WW #4: Overcoming the Impossible

Reading: Like A Hole In The Head
Pages: 3-39

Jill, the main character, works part time in a used bookstore, really just as a way to get some spending money - she doesn't take the job seriously and sees it mostly as a chance to just sit and read all day long (which sounds like a great job to me!). One day, a dwarf walks in and she buys a rare signed Jack London book from him for $25, which she then sells for $300. Shortly thereafter, a big man walks in, sets the dwarfs hair on fire, and demands from Jill that she get the book back. A big problem has settled down in Jill's life and I can't help but think what I would do. I mean, she's sold the book to someone that she doesn't even know that well. She only has a limited amount of time to get the book back before more bad stuff happens (I don't know about you, but I could imagine that someone setting my hair on fire would be terribly painful) and she doesn't have a car nor does she know they buyer of the book that well. So the delima she finds herself in is interesting to me because we all find ourselves in problems that we have no way of solving, yet things all work out in the end. It may be difficult to get through it, but everything works out.
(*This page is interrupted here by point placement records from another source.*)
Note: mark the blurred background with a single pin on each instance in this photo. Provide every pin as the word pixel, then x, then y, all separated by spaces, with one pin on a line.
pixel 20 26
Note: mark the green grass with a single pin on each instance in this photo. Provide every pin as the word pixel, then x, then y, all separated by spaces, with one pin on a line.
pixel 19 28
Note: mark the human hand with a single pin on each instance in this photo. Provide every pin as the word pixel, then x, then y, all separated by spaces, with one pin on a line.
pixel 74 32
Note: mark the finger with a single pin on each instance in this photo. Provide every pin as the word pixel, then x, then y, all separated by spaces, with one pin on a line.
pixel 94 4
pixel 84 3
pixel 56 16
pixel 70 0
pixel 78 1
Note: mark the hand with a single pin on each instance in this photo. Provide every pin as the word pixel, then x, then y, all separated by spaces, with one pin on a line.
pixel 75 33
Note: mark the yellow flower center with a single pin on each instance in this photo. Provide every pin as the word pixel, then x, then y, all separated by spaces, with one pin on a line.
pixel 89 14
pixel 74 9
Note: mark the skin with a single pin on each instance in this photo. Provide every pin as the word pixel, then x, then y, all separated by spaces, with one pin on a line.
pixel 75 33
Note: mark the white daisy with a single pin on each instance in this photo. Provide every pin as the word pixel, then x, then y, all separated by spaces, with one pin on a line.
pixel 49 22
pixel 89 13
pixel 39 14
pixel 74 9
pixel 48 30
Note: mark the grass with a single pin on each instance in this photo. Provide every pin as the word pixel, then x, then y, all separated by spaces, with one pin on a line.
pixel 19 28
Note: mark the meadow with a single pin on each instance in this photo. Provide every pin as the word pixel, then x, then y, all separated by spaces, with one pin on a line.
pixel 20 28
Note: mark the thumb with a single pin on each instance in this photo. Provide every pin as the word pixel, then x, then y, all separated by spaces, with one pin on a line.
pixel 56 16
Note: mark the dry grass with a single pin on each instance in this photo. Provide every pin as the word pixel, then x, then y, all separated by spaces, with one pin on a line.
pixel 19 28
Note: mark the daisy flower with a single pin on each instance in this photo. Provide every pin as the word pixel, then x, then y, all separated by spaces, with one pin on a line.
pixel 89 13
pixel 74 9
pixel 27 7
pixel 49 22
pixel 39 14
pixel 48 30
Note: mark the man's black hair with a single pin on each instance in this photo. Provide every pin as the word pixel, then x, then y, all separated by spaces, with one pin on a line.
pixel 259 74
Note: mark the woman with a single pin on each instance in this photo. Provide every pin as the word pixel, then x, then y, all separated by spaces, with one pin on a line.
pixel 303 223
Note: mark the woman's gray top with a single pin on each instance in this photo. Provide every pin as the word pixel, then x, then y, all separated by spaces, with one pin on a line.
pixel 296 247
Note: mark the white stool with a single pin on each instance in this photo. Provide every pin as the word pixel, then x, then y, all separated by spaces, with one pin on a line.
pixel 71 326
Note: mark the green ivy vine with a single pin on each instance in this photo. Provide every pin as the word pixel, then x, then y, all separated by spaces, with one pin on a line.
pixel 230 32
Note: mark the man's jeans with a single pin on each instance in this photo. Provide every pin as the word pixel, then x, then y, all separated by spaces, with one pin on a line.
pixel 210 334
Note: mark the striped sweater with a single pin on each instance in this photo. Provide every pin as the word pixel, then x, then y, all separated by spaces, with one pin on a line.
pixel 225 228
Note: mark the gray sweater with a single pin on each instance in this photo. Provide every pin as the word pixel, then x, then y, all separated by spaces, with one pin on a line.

In teaching, I find myself often worrying about the next batch of essays, the next batch of tests, the next batch of homework that I have to read and evaluate. It's very daunting to look at those stacks of work and realize that they represent hours and hours of looking through and measuring them up against standards (so, ironically, I *do* have a job where I'm paid to sit around and read). But I always think that it will get taken care of, this, too, shall pass. I've done it before, I'll do it again, I will be able to get through all of the work I have before me.

And we're all in that same position from time to time, perhaps more often than we'd like. We are all in a spot where we are facing something that looks tremendously difficult, near to impossible, in fact. But we'll do it, we will get it done. And, after we finish that impossible task, there will be another one right around the corner.